DEV Community: Janea Systems

How to Build a Vector Database Using Amazon S3 Vectors

Benedetto Proietti — Wed, 30 Jul 2025 07:35:31 +0000

And Say Goodbye to Expensive SaaS Pricing

Here’s an estimated price comparison for storing 1 billion and 10 billion vectors using the most common SaaS vector databases. These numbers are pulled directly from each provider’s pricing calculator.

Why Are Vector Databases So Expensive?

I’ve covered this before in two articles — Desire for Structure (read: “SQL”) and (Beyond) The Art of Database Indexing. Traditional indexing starts to fall apart at scale — what we used to call “Big Data.”

Want the short version?

Vector databases are expensive because they rely on powerful, always-on hardware. They keep in-memory indexes fresh and caches hot — and that costs money.

Old Tricks, New Vector World

For tabular or log data, we decoupled compute and storage a long time ago: store data cheaply in S3 or MinIO, and spin up compute (like Spark or Presto) only when needed.

Amazon has now extended this model to vector embeddings with Amazon S3 Vectors. [Quick dive here.]

S3 Vectors lets you store huge volumes of vector data at low cost and run similarity searches in under a second — ideal for batch workloads and analytics.

Can we ditch expensive Vector DBs now?

Not quite. S3 Vectors doesn’t offer the low latency needed for real-time use cases — like fraud detection, recommendation engines, or chatbots that require sub-100 ms responses.

Instead, think of S3 Vectors as the durable, budget-friendly foundation. You’ll still need a lightweight layer on top to meet real-time latency requirements.

Level 1: Download and Run

Let’s start simple: use open-source software out of the box, no code changes, just run it.
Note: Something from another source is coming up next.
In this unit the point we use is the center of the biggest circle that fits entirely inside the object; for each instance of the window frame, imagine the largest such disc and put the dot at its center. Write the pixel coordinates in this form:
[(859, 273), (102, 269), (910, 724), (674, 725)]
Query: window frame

We lower similarity search latency by using a classic Computer Science technique — indexes — and storing data in RAM (which is fast but expensive).

Product Quantization (PQ): Fast, Memory-Efficient Search

Performing exact distance calculations (cosine, Euclidean) on billions of 768-dimensional vectors is too slow and compute-heavy.

Product Quantization (PQ) helps by compressing vectors into compact forms. This makes searches 10–100× faster — with minimal accuracy loss.

How PQ Works

PQ splits each high-dimensional vector into smaller chunks (e.g., groups of 8 dimensions), then maps each chunk to the closest centroid in a precomputed codebook. Only the centroid IDs are stored.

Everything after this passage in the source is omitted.